Ces dernières années, les entreprises chinoises ont considérablement augmenté leur capacité de production de puces anciennes. Selon TrendForce, en 2024, la part de la Chine dans la capacité mondiale de fabrication de nœuds matures était de 34 %, tandis que celle de Taïwan était de 43 %.
D'ici 2027, la part de la Chine devrait dépasser celle de Taïwan, tandis que la Corée du Sud et les États-Unis, avec des parts à un chiffre, devraient diminuer.
Le cabinet de conseil SEMI prévoit que sur les 97 nouvelles usines de fabrication qui entreront en production entre 2023 et 2025, 57 se trouveront en Chine.
Bien que les fonderies taïwanaises puissent encore rivaliser sur des facteurs tels que la stabilité des processus et de meilleurs taux de rendement de production, un cadre travaillant pour un concepteur de puces taïwanais a déclaré que les fonderies chinoises étaient devenues plus agressives depuis 2023 dans la recherche de clients.
Cette personne, ainsi qu'une autre travaillant chez un autre concepteur de puces taïwanais, a déclaré que les clients chinois - en particulier dans les secteurs axés sur la consommation tels que les panneaux - demandaient de plus en plus aux concepteurs de puces taïwanais d'engager des usines chinoises pour fabriquer les puces, conformément à l'appel lancé par Pékin aux entreprises chinoises pour qu'elles localisent leurs chaînes d'approvisionnement.
Les deux personnes ont refusé d'être nommées en raison du caractère sensible de la question.

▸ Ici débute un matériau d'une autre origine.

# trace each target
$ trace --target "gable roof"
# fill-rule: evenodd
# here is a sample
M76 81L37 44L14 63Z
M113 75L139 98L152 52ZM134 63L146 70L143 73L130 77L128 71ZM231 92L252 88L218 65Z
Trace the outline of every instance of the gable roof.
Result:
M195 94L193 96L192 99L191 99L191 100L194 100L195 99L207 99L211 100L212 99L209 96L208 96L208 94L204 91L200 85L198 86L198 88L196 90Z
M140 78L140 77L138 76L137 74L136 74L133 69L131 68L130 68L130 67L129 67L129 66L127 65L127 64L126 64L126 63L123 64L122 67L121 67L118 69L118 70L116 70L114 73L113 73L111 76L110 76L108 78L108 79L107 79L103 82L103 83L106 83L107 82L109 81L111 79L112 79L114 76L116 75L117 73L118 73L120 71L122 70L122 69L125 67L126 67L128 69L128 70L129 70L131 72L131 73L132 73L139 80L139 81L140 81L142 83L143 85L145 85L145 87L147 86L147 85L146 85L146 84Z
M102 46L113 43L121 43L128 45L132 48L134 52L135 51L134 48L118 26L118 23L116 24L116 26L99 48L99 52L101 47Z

Les entreprises liées au gouvernement chinois, telles que China Mobile et China Telecom, ont également émis des exigences plus strictes quant à l'utilisation de composants fabriqués en Chine.
China Mobile et China Telecommunications Corporation, ainsi que le ministère chinois de l'industrie et des technologies de l'information, n'ont pas répondu aux demandes de commentaires.
L'EFFET TRUMP
Galen Zeng, directeur de recherche senior chez IDC, une société internationale d'intelligence économique, a déclaré que les concepteurs de puces et les fonderies taïwanaises étaient susceptibles de spécialiser leurs processus et de se diversifier par rapport aux anciennes puces, bien que leur rentabilité soit toujours affectée par la concurrence chinoise à moyen terme. M. Huang, de Powerchip, a déclaré que l'entreprise prévoyait de réduire son travail sur les pilotes d'affichage et les puces de capteur, qui sont largement utilisés sur le marché chinois, et de se concentrer sur l'empilage 3D, une technique qui intègre des puces logiques et des puces de mémoire DRAM pour améliorer les performances informatiques et réduire la consommation d'énergie.
La société reste le deuxième actionnaire de Nexchip, avec une participation de 19 %, mais ne joue pas un rôle actif dans la gestion de l'entreprise.
Pour les puces qui seront utilisées en Chine, nous ne serons pas en mesure de faire des affaires... Nous devons nous retirer, sinon nous ne pourrons pas survivre", a déclaré M. Huang.
Les efforts déployés par Washington pour freiner la croissance de l'industrie chinoise des puces et la détérioration des relations entre Pékin et d'autres pays, qui obligent les clients à diviser les chaînes d'approvisionnement entre réseaux chinois et réseaux non chinois, pourraient apporter un peu de répit.
M. Huang a déclaré à Reuters qu'il constatait déjà que certaines commandes destinées à la Chine étaient dirigées vers ses sites taïwanais et qu'il s'attendait à ce que cette tendance s'accélère. Un cadre d'une entreprise de conception de puces à Taïwan, qui s'est exprimé sous le couvert de l'anonymat en raison du caractère sensible de la situation, a déclaré que l'entreprise recevait davantage de commandes de clients internationaux demandant à fabriquer des puces en dehors de la Chine depuis 2023.
Certains clients nous diront que, quoi qu'il arrive, ils ne veulent pas que nous fabriquions des puces en Chine ; ils ne veulent pas de "Made in China"", a déclaré le cadre.